私の思い入れの曲で協力してくれたネルフ交響楽団の碇シンジさんです!」
シンジはそう呼ばれるとステージの袖からゆっくりと登場する、タキシードに身を包み、愛用のチェロを持った姿はなかなか凛々しい。
「あっ、シンジ〜!」
アスカは最前列にいたという事もあり、シンジに向かって手を振る、シンジはそれを真っ先に見つけステージからかなり距離がある
にもかかわらずその微笑みを返した。
「色々あったけど、今日はそんなこと忘れて聞いてください。曲は「Lover's Melody」。」
静かなテンポで曲が始まる……・理奈が目を閉じて歌う姿に歓声が嘘のように止んでいく、その一声に恋人達の切なさを感じ
その歌声に甘い恋心が伝わってくるバラードが会場に響く。そして理奈の曲の思いを受け継ようにシンジの間奏が始まった。

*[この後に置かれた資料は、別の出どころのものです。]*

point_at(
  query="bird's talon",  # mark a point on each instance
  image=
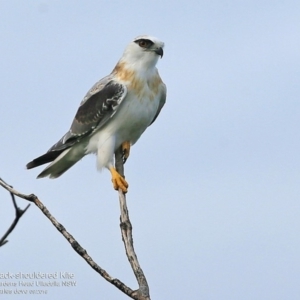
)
(125, 151)
(118, 181)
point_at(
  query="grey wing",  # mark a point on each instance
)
(98, 106)
(162, 102)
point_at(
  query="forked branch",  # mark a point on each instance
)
(126, 228)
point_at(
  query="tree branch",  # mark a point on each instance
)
(19, 213)
(126, 229)
(73, 242)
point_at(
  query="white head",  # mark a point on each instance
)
(143, 51)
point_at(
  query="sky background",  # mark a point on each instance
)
(214, 182)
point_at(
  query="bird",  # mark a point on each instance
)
(114, 113)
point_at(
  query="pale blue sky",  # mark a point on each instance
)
(214, 183)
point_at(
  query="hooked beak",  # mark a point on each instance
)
(159, 51)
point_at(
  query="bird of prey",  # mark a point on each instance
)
(114, 113)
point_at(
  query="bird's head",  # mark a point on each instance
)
(144, 50)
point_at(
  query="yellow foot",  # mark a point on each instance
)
(125, 151)
(118, 181)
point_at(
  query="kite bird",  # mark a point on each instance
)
(115, 112)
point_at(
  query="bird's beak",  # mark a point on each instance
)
(159, 51)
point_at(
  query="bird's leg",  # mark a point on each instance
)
(118, 181)
(125, 151)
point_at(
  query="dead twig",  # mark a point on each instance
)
(126, 229)
(73, 242)
(19, 213)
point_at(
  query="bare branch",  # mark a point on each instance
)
(126, 229)
(75, 245)
(19, 213)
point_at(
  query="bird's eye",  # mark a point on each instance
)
(144, 43)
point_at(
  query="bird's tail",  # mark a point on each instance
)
(63, 160)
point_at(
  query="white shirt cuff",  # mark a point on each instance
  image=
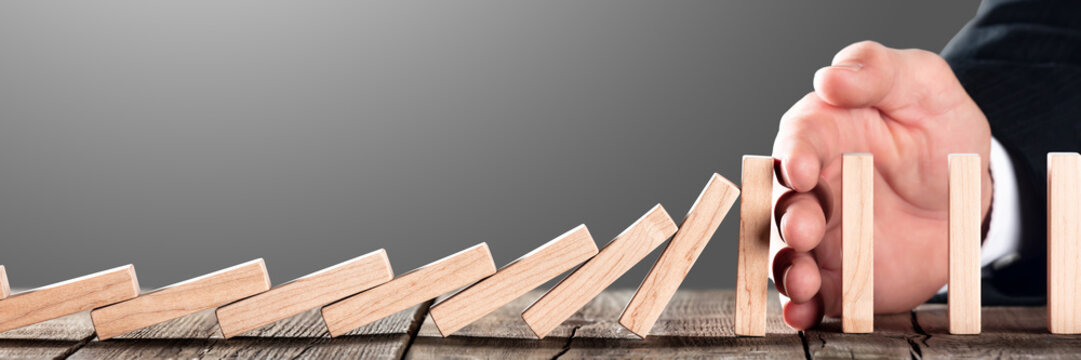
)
(1003, 230)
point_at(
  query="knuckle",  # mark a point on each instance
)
(866, 49)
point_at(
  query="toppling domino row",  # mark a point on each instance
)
(363, 290)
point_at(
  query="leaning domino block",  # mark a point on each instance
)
(413, 288)
(857, 243)
(589, 280)
(752, 263)
(514, 280)
(964, 242)
(182, 298)
(4, 289)
(679, 256)
(68, 297)
(309, 292)
(1064, 242)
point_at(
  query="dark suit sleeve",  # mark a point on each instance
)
(1021, 62)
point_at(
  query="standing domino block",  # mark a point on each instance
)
(1064, 242)
(413, 288)
(679, 256)
(589, 280)
(752, 267)
(4, 289)
(964, 242)
(514, 280)
(857, 243)
(309, 292)
(182, 298)
(68, 297)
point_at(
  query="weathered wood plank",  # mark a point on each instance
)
(47, 340)
(76, 327)
(303, 335)
(1008, 333)
(696, 323)
(893, 338)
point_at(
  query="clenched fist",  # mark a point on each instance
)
(908, 109)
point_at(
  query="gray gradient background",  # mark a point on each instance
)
(186, 136)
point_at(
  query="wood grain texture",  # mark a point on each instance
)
(965, 239)
(182, 298)
(68, 297)
(591, 278)
(4, 288)
(752, 264)
(308, 292)
(1064, 242)
(857, 243)
(533, 269)
(302, 336)
(695, 324)
(413, 288)
(894, 337)
(1008, 333)
(676, 261)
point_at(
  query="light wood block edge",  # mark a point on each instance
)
(857, 243)
(182, 298)
(1064, 242)
(964, 243)
(680, 255)
(67, 297)
(4, 288)
(410, 289)
(752, 264)
(516, 279)
(308, 292)
(596, 275)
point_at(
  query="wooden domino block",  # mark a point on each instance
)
(752, 264)
(309, 292)
(964, 242)
(589, 280)
(68, 297)
(413, 288)
(516, 279)
(857, 243)
(182, 298)
(1064, 242)
(4, 289)
(680, 254)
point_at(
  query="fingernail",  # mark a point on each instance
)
(848, 66)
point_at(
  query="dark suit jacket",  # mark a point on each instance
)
(1021, 61)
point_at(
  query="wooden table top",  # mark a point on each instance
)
(696, 324)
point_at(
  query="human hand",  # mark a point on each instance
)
(907, 108)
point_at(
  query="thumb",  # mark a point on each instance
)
(869, 75)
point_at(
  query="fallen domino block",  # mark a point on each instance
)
(4, 289)
(752, 258)
(965, 238)
(309, 292)
(413, 288)
(589, 280)
(1064, 242)
(182, 298)
(514, 280)
(679, 256)
(857, 243)
(68, 297)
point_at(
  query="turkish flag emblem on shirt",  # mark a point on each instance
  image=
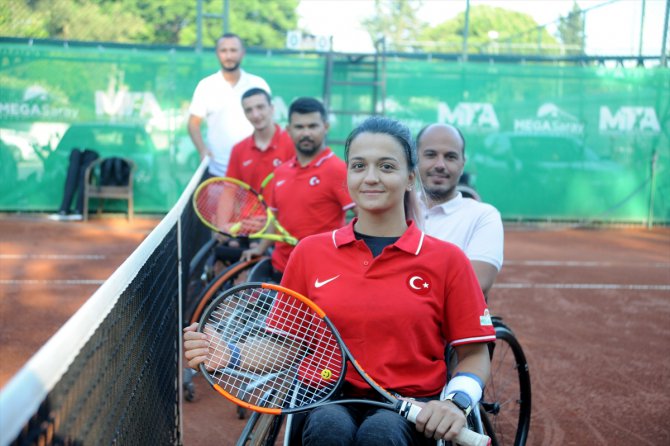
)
(418, 283)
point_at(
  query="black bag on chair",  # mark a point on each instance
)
(114, 171)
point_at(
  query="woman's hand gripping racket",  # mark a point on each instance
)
(274, 351)
(233, 208)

何を思えばよいのか…間奏は誰の心にも響き渡る、嬉しさ、悲しさ、愛しさ、辛さその思いがわずか二分足らずの間奏で表現されて
いるのだから、それを感じてしまえるのだから。
理奈は自分でも驚いていた、確かにシンジの演奏は聞いていたが今日の演奏はそれを凌いでいる、こんな気持ちになるなんて、
こんな思いで弾けるなんて…、理奈は間奏である事を忘れるくらいシンジの調べに酔いしれていた。

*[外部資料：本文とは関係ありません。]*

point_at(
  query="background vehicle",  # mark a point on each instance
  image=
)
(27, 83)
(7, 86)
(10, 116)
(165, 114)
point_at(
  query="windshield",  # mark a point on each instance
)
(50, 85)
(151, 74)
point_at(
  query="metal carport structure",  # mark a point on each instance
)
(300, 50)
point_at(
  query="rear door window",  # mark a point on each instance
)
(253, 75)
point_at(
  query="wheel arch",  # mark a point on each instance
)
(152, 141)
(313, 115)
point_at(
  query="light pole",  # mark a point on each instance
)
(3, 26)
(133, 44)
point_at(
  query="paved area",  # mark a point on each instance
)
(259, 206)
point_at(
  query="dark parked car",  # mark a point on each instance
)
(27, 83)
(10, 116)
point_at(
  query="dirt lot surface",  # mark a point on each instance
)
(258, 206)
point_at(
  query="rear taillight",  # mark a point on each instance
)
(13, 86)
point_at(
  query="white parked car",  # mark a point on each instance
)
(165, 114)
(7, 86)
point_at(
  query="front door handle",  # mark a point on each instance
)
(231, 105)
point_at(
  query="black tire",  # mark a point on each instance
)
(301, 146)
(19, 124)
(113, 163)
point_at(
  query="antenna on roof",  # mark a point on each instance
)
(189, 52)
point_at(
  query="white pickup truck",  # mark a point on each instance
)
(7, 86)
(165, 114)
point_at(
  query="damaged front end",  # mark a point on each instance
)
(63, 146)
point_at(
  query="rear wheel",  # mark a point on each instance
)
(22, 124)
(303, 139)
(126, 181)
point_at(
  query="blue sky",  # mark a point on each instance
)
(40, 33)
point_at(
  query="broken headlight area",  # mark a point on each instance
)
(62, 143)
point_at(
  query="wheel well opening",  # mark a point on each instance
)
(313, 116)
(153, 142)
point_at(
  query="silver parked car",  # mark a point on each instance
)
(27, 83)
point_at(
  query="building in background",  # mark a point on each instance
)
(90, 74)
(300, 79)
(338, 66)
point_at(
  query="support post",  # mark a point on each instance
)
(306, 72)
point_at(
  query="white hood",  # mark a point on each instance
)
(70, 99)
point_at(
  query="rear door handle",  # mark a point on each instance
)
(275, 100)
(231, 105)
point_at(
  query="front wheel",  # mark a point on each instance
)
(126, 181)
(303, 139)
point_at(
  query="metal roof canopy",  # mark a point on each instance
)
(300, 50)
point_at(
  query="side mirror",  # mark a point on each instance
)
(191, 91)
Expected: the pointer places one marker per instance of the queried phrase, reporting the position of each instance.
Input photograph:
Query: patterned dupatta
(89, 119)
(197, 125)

理奈は、ふと視線をシンジに向けるだが彼は目を閉じる事無く微笑みを返していた、自分ではなく最前列に座る愛しい者へ…・。
曲が終わり皆惜しみない歓声と拍手を贈る、虜になってしまった彼女の歌う世界に、囚われてしまったシンジの奏でる世界に。
ステージに何人かの有名人があがる、それぞれゲストに呼ばれた人々が理奈に祝福の握手と花束を渡す、その中にはカヲルの
姿もあった。
そしてシンジは前に出てくるよう言われるとおもむろにチェロを片手に前に出る、そこにはその人達に混じってアスカが立っていた。
「アスカ……。」
「はいっ、シンジすごくよかったよ、シンジが見ててくれたしアタシ感動したよ!」
そう言って皆とはちょっとちいさめな花束を渡す、シンジは嬉しさに花束を受け取ってアスカを抱こうとしたが両手がふさがっていた。
「残念でした、チューはまた今度ねっ。」
アスカは悪戯っぽい笑顔を向けて、花束を持っているシンジの手に両手で握手をする。
「ちぇっ、アスカからしてくれたっていいじゃん。」
「バ〜カ。」
そう言ってアスカは理奈の所へ向かう。
「最高でした、がんばってください!。」
こちらは少し緊張気味にそう言って花束を渡す。
「…そう、ありがとう。」
理奈は冷めた視線でそれを受け取る、そして女性しか分からない視線をアスカに投げつけていた。
そう、嫉妬という悲しい視線を……・・。
その視線に不安を感じながらもアスカはステージを降りる、もう一度シンジを見ようと振り向いた時、それは起こった。
辺りからどよめきが上がる…………。
彼女の体は両手がふさがれているシンジに近づき………・。
彼女の腕はそんな微笑むシンジの体に強引に絡み付き…………。
そして彼女の唇は困惑したシンジの………シンジの唇を捕らえた…………。
辺りが静けさにつつまれ、誰も一言も発する事が出来ない、そして困惑したシンジを離すと会場に振り替える。
いや会場ではない、ある一点を見つめていた…その「完璧な笑顔」で、その先には信じられないような顔をしたアスカが呆然と
たたずんでいた。
二人の視線が交差する、一人は全てを手に入れるために、一人は大切な何かを奪われたような視線で…………・。
しかしその視線は、辺りが喧騒に包まれていく中で消えていく、しかし真実は残酷に少年の唇と少女の目に焼付いていたのであった。
少年と少女の旋律はもう一つの旋律によって狂い出す、絡まる思いは二人をどこへ導くのか…………。
外はいつの間にか雨が降り出していた…………。